In case you were under any illusion that television broadcasters don't set the Premier League schedule, one major change will be coming to the fixture list starting in 2016/17: Friday night football. It's a move that will be a major component of the new television rights deal set to begin in two years time once the current combined multi-billion dollar deals expire.
With matches already taking place on Monday nights, it was probably only a matter of time before the league sought to capitalise on the other evening that bookends the weekend. Up to 10 matches will be played on Friday nights over the course of the season, bringing the number of live matches broadcast up to 44% from the current 41%. The hallowed 3pm Saturday kick-off will continue to remain under a broadcast blackout with the new deal.
It's a move that isn't necessarily unprecedented, as top flight football was broadcast live on Friday evenings in the 1980s in England on BBC and ITV. More recently, the Bundesliga has been broadcasting matches regularly on Friday evenings, with each new season kicking off on a Friday in August with the reigning league champions' first match.
For Liverpool, the potential for Friday night matches would seem high in a season without mid-week European entanglements.
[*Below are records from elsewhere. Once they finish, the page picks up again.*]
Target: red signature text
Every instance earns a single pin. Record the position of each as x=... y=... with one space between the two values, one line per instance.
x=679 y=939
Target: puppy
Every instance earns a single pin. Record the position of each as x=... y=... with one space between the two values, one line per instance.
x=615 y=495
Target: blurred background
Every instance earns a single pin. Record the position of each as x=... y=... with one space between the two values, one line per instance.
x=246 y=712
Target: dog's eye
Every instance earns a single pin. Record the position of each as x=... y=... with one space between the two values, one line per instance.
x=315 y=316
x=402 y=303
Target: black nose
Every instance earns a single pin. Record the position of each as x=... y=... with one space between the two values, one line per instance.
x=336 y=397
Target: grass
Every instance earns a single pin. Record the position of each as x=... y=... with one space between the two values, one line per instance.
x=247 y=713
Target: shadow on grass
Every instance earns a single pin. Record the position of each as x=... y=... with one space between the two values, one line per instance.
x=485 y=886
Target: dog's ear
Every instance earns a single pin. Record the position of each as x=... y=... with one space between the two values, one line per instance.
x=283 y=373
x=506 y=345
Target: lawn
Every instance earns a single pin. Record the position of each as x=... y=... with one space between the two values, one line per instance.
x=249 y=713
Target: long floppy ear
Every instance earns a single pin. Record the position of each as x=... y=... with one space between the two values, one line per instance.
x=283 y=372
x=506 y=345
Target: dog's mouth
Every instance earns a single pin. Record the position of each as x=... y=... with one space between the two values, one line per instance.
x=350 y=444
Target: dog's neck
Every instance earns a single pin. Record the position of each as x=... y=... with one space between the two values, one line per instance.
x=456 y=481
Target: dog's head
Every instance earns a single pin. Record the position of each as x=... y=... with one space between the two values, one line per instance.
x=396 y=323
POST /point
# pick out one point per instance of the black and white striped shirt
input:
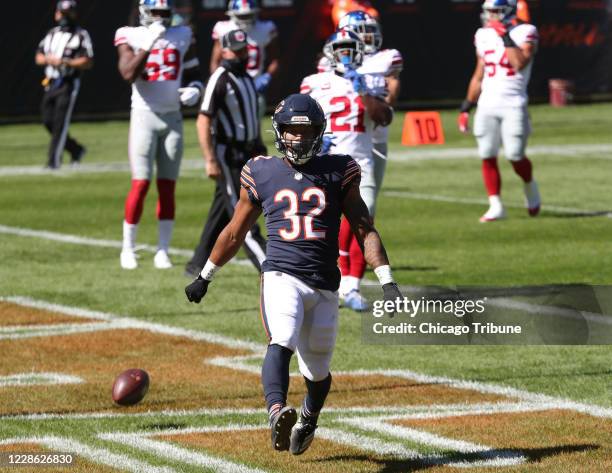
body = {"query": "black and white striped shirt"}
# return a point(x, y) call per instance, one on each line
point(68, 43)
point(230, 99)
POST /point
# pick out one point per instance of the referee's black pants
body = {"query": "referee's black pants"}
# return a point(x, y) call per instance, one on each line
point(57, 106)
point(226, 197)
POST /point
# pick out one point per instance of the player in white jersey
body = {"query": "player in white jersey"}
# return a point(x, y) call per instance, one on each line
point(505, 50)
point(353, 108)
point(262, 38)
point(156, 59)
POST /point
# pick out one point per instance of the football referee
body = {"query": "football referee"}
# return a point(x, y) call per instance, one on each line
point(65, 51)
point(228, 128)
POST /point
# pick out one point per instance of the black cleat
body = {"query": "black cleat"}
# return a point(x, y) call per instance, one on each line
point(302, 434)
point(281, 428)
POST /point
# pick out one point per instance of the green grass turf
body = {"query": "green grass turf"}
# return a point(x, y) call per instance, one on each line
point(429, 243)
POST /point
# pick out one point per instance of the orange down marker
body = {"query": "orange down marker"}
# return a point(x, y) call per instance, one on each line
point(422, 128)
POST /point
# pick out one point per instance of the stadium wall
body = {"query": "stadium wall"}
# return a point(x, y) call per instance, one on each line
point(435, 37)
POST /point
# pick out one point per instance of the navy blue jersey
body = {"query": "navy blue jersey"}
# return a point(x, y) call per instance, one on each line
point(302, 207)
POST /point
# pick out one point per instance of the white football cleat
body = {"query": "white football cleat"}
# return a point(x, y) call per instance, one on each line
point(162, 260)
point(494, 213)
point(532, 198)
point(128, 259)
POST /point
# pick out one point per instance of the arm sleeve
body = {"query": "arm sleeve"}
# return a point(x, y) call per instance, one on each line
point(397, 63)
point(305, 87)
point(41, 46)
point(248, 182)
point(214, 93)
point(526, 34)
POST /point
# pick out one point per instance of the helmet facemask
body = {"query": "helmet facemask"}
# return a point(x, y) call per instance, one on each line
point(491, 11)
point(344, 54)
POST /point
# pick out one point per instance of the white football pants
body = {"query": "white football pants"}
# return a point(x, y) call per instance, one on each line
point(155, 137)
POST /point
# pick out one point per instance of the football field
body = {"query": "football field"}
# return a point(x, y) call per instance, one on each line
point(71, 319)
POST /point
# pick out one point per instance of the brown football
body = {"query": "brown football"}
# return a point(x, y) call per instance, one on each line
point(130, 387)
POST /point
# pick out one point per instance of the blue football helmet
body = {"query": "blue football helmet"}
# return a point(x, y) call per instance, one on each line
point(302, 110)
point(366, 27)
point(243, 13)
point(498, 10)
point(344, 49)
point(155, 10)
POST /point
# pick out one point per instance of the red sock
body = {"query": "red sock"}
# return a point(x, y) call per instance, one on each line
point(165, 200)
point(357, 259)
point(344, 243)
point(491, 176)
point(135, 201)
point(524, 169)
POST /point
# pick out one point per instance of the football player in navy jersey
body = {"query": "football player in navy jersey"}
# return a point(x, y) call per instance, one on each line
point(302, 195)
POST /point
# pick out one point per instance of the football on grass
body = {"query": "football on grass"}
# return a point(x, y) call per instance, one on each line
point(130, 387)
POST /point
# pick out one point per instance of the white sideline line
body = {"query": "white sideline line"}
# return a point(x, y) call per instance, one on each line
point(124, 322)
point(170, 451)
point(78, 240)
point(37, 379)
point(484, 202)
point(97, 455)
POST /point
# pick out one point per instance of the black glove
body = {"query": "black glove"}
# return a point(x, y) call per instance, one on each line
point(197, 290)
point(391, 293)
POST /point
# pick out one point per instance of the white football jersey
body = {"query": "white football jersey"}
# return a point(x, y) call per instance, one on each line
point(259, 37)
point(388, 62)
point(502, 85)
point(157, 88)
point(346, 116)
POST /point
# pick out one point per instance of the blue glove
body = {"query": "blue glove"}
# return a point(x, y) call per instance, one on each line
point(328, 142)
point(262, 82)
point(357, 80)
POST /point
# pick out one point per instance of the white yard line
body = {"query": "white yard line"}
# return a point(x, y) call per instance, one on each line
point(98, 455)
point(38, 379)
point(258, 349)
point(169, 451)
point(403, 155)
point(483, 202)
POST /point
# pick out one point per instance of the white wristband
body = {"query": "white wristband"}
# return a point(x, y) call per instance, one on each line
point(383, 273)
point(209, 270)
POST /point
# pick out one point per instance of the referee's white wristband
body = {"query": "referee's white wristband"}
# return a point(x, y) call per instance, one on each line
point(383, 273)
point(209, 270)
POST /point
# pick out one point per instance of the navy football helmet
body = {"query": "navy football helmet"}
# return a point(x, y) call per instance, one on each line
point(302, 110)
point(344, 49)
point(155, 10)
point(366, 27)
point(499, 10)
point(243, 13)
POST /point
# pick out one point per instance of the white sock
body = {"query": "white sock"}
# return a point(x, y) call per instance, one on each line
point(165, 228)
point(129, 235)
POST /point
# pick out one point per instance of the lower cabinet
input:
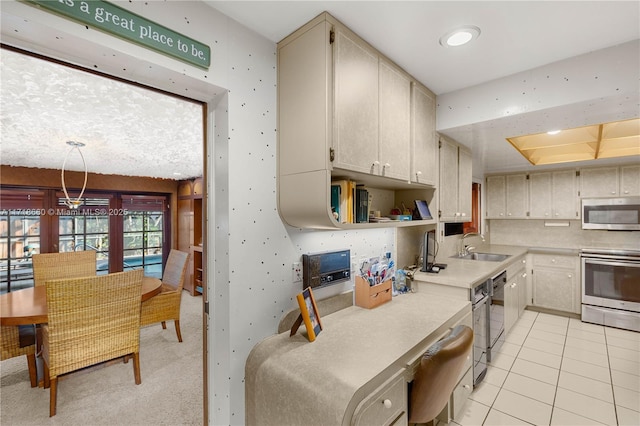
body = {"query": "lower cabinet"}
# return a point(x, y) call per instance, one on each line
point(387, 405)
point(555, 282)
point(515, 293)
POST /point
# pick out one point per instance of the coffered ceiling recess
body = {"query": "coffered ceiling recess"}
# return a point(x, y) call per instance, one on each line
point(608, 140)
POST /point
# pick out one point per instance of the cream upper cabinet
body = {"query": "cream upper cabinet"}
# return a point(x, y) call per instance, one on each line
point(464, 184)
point(599, 182)
point(629, 181)
point(507, 197)
point(517, 197)
point(455, 182)
point(540, 199)
point(424, 142)
point(355, 140)
point(496, 191)
point(553, 195)
point(395, 122)
point(345, 113)
point(372, 111)
point(564, 195)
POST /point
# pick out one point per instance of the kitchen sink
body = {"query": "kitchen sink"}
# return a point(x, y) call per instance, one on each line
point(490, 257)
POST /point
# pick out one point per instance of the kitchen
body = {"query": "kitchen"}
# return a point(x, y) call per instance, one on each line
point(248, 242)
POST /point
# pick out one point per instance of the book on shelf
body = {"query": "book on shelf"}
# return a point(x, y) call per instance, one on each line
point(362, 205)
point(343, 200)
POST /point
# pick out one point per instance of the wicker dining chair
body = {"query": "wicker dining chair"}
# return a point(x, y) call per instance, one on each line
point(10, 347)
point(91, 320)
point(55, 266)
point(166, 305)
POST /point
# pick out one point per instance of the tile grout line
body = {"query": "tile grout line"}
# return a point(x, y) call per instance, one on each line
point(555, 393)
point(508, 372)
point(613, 393)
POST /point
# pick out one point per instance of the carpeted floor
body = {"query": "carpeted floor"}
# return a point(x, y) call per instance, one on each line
point(170, 393)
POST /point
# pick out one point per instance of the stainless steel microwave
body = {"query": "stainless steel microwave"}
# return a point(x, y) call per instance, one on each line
point(614, 214)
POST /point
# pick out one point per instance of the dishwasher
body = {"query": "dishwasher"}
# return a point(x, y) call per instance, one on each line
point(480, 307)
point(496, 314)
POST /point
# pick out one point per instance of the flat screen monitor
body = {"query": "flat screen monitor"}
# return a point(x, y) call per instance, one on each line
point(428, 251)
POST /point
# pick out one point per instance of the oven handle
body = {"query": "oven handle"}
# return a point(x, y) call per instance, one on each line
point(591, 260)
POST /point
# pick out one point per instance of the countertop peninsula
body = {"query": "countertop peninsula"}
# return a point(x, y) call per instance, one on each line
point(467, 273)
point(292, 381)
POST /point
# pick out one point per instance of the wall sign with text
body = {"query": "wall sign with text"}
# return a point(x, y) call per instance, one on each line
point(129, 26)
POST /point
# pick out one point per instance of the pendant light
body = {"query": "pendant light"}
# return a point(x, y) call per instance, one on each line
point(74, 204)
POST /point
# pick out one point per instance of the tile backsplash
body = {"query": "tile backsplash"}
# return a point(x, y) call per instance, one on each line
point(534, 233)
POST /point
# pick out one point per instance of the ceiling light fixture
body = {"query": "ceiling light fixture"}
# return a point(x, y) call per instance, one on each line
point(606, 140)
point(459, 36)
point(74, 204)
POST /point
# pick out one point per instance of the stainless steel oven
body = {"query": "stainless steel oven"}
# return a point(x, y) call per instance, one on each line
point(496, 314)
point(611, 287)
point(479, 299)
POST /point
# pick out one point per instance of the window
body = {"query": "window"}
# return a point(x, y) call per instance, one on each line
point(143, 233)
point(86, 229)
point(20, 232)
point(126, 231)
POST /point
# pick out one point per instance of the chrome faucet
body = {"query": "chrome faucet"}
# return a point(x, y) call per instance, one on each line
point(464, 250)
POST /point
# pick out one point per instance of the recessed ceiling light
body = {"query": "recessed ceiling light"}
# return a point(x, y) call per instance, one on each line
point(459, 36)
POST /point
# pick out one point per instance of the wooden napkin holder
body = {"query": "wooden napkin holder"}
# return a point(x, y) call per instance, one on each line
point(368, 296)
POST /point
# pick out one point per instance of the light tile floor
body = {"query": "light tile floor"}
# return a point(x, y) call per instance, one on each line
point(554, 370)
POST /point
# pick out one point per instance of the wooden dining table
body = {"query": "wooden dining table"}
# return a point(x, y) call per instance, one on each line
point(29, 305)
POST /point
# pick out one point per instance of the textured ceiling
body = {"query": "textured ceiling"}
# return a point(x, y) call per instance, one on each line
point(127, 130)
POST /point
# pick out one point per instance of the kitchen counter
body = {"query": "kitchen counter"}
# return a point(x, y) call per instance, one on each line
point(359, 351)
point(466, 273)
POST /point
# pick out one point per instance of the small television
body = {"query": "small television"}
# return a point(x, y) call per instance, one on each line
point(429, 250)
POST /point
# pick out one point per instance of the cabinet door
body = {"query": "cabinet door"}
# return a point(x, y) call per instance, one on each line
point(554, 289)
point(600, 182)
point(356, 105)
point(517, 198)
point(510, 304)
point(464, 184)
point(540, 201)
point(496, 197)
point(629, 181)
point(448, 180)
point(564, 195)
point(522, 291)
point(424, 140)
point(395, 122)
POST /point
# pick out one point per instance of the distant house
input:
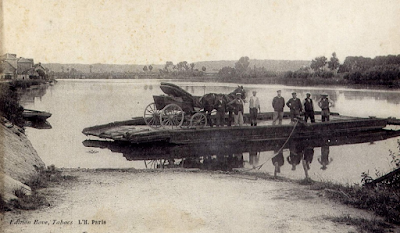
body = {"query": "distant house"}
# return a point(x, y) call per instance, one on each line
point(7, 71)
point(40, 70)
point(24, 67)
point(12, 67)
point(8, 66)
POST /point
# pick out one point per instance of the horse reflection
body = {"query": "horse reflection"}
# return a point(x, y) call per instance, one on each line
point(295, 155)
point(325, 160)
point(254, 158)
point(217, 162)
point(278, 160)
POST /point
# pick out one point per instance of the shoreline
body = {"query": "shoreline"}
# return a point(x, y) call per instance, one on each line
point(186, 200)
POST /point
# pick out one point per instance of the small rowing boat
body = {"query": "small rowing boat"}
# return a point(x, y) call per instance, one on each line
point(35, 115)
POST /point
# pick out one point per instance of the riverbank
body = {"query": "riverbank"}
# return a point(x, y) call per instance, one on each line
point(129, 200)
point(20, 163)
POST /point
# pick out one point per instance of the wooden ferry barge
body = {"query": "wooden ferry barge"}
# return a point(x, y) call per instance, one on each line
point(177, 118)
point(136, 131)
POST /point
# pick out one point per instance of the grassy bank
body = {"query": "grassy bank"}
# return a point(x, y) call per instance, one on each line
point(36, 199)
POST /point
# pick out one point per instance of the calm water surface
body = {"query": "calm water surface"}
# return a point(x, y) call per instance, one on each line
point(76, 104)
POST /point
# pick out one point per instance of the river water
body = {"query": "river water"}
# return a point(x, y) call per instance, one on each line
point(76, 104)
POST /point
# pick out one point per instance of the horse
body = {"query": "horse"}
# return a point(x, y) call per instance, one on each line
point(209, 101)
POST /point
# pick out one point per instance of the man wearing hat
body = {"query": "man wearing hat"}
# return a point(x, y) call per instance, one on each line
point(237, 104)
point(278, 103)
point(295, 107)
point(309, 109)
point(254, 106)
point(325, 104)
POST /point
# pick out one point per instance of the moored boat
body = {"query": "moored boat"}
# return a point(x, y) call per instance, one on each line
point(35, 115)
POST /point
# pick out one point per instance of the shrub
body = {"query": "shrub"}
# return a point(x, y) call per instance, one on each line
point(9, 105)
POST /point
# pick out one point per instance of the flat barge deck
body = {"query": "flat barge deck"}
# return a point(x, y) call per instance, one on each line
point(136, 131)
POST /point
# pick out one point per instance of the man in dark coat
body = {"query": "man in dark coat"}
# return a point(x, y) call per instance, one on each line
point(325, 104)
point(309, 109)
point(295, 107)
point(278, 103)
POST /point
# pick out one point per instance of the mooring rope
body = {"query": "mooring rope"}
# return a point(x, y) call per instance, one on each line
point(280, 149)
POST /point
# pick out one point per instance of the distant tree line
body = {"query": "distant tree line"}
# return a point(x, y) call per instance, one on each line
point(181, 69)
point(381, 70)
point(243, 70)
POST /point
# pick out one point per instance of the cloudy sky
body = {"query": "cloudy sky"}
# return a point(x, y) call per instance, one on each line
point(156, 31)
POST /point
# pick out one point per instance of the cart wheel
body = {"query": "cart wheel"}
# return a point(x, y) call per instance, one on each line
point(152, 116)
point(172, 116)
point(198, 120)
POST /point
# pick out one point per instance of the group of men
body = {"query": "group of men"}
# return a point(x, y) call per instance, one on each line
point(296, 108)
point(278, 103)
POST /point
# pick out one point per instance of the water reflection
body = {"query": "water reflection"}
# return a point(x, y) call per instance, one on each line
point(325, 160)
point(229, 157)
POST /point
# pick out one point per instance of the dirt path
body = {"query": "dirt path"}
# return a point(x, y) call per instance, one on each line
point(174, 201)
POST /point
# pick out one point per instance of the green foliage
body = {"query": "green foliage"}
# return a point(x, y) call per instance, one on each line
point(318, 63)
point(28, 202)
point(9, 105)
point(242, 65)
point(364, 225)
point(333, 64)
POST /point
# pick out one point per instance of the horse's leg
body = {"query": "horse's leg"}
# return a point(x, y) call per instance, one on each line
point(209, 118)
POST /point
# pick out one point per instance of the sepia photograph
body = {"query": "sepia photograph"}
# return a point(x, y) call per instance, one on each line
point(199, 116)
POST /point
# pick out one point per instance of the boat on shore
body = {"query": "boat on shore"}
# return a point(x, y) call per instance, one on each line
point(35, 115)
point(136, 131)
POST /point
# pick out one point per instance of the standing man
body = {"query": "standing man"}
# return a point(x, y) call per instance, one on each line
point(254, 108)
point(295, 107)
point(238, 103)
point(220, 106)
point(325, 104)
point(309, 109)
point(278, 103)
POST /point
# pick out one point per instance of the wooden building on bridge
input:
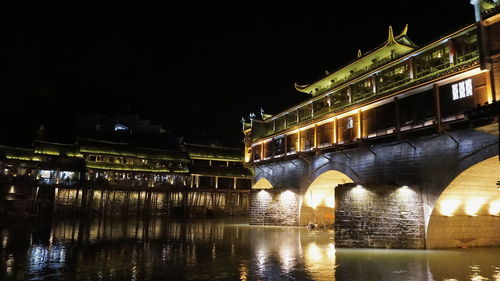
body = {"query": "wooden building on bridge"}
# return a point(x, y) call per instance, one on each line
point(51, 172)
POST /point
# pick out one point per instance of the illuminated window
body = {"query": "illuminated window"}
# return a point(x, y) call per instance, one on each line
point(120, 127)
point(350, 123)
point(45, 174)
point(462, 89)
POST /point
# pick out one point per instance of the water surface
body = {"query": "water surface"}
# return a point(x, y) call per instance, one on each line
point(210, 249)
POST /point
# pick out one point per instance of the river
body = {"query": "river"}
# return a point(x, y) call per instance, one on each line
point(215, 249)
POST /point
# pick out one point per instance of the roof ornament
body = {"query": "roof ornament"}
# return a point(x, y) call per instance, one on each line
point(264, 115)
point(405, 30)
point(390, 39)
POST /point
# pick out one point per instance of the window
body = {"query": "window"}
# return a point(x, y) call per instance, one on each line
point(462, 89)
point(349, 123)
Lack of mid-week matches plus still being a big television draw in general makes it seem likely that broadcasters would prioritise ensuring that the Merseyside club feature during one of those Friday night slots as opposed to, say, a glamorous tie between West Brom and Stoke. It's something the club already experience when broadcasters set their line-ups and a Saturday 3pm kick off suddenly becomes a 12:30pm kick-off so that it can be shown on TV.
Increased access to Liverpool matches is no doubt a good thing, especially for English fans shut out by the traditional blackout period, but the obvious cash grab of the plan is likely to ruffle a few feathers here and there amongst traditionalists or people who actually go out on Friday night. Still, with Friday currently existing as the only night off from football across all competitions, the league has finally run out of days to sell to broadcasters and will need to get creative on the next rights deal that begins after the one starting in 2016.